Friday, Jul. 18, 1969
WHO MADE IT POSSIBLE
IF teamwork and a sense of shared responsibility were crucial factors in the U.S. effort to land men on the moon, so were the contributions made by a number of individuals. By providing the answers to such questions as how to build a big enough booster, what flight plan to follow, and how to guide the spacecraft, these men eliminated obstacles that might have delayed the program indefinitely. Among the men:
P: Dr. John C. Houbolt, 50, former chief of theoretical mechanics at NASA's Langley Research Laboratories in Hampton, Va. Houbolt, a civil engineer, is responsible for the lunar-orbit rendezvous that is the key maneuver in Apollo's entire flight plan. In what he remembers as "an intuitive flash," Houbolt realized that tremendous weight savings would be gained by this rendezvous method, permitting the use of a smaller launch vehicle. Often scorned by colleagues, Houbolt fought a two-year battle, finally put his job on the line by appealing directly to NASA headquarters. His arguments prevailed in the fall of 1962.
P: Dr. Wernher von Braun, 57, director of the Marshall Spaceflight Center in Huntsville, Ala. Transported to the U.S. by American intelligence officials in 1945, along with 126 other German scientists who had been working on the V-2 rocket at the Baltic base of Peenemuende, Von Braun has directed development of rocket-launch vehicles from the earliest Redstone. Von Braun helped develop the ablative heat shield, which dissipates the searing heat of reentry by flaking off in harmless fiery pieces. His Huntsville group can also claim credit for what has become known in the space agency as "cluster's last stand"--the grouping of several smaller rockets in a cluster to provide as much thrust as would a single, far larger rocket engine. Saturn 5's first stage, for example, uses five F-1 engines, each generating 1,500,000 lbs. of thrust. Von Braun, perhaps more than any other man, has been the driving force behind the moon program.

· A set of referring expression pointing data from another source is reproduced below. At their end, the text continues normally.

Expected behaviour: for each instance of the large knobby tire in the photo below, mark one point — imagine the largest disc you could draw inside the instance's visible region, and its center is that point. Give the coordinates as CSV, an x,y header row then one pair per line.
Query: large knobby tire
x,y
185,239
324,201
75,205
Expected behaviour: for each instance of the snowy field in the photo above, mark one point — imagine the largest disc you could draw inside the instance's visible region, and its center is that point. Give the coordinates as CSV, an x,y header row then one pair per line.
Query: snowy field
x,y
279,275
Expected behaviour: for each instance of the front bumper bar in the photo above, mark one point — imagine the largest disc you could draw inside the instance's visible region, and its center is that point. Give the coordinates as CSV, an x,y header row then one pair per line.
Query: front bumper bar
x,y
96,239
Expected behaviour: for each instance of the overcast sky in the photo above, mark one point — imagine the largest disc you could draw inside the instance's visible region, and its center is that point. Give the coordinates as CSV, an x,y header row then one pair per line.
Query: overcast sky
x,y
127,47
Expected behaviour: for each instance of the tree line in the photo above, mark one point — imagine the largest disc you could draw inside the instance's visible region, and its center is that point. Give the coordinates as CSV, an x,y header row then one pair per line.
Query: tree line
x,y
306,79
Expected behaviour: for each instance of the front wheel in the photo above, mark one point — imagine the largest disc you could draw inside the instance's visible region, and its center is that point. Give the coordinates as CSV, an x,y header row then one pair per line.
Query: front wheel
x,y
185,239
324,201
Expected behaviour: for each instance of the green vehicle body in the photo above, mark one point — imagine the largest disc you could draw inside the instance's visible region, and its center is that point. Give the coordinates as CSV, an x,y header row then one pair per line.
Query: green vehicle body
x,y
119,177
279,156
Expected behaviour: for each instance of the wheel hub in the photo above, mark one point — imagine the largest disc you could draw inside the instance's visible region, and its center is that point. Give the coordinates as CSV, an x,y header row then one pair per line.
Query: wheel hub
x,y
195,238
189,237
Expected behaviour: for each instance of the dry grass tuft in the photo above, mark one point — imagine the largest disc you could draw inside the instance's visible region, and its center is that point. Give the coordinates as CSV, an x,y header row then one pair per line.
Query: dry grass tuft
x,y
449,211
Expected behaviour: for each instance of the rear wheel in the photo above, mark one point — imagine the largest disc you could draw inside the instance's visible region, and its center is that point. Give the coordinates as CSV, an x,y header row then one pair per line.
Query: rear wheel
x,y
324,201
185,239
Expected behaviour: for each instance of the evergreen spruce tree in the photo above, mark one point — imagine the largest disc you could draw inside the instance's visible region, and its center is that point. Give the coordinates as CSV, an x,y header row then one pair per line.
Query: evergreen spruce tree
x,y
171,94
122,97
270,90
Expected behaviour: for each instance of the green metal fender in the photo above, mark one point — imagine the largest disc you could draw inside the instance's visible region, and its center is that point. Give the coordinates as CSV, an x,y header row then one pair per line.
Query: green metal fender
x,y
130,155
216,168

P: Dr. Charles Stark Draper, 67, director of the Instrumentation Laboratory at the Massachusetts Institute of Technology. To solve the problems of navigation, NASA went straight to the nation's leading authority on inertial guidance. The system devised by Draper for Apollo includes telescopes, a sextant, and a computerized inertial reference "platform" that tells astronauts where they are in space, where they are headed and how fast. But how could they be sure that it would work?, the NASA brass wanted to know. "I told them I'd go along and run it myself," recalls Draper. The on-board navigation systems have proved so accurate that, if they had to, the crew of Columbia could fly to the moon and back without help from ground controllers.
Other men were almost as indispensable. Maxime A. Faget, director of engineering and development at Houston's Manned Spaceflight Center, designed Apollo's command and service module. Dr. George E. Mueller, NASA's top official for manned spaceflight, introduced a time-saving technique known as "all-up testing," in which all three rocket stages are tested together. Christopher Columbus Kraft, director of flight operations since 1961, and George Low, manager of the Apollo program, brought a sense of cool discipline to the nerve-racking operations in Houston.
Then, too, there is Donald K. ("Deke") Slayton, the man who selects and trains the astronauts. The professionalism of the Apollo crews is a reflection of Slayton's success--but leaves him less than totally fulfilled. Though he was chosen as one of the original seven U.S. astronauts in 1959, a mild heart murmur prevented him from ever venturing into space. When he was asked recently what he would best like to be remembered for, Slayton replied: "As the pilot of Apollo 11." There was no smile on his craggy face.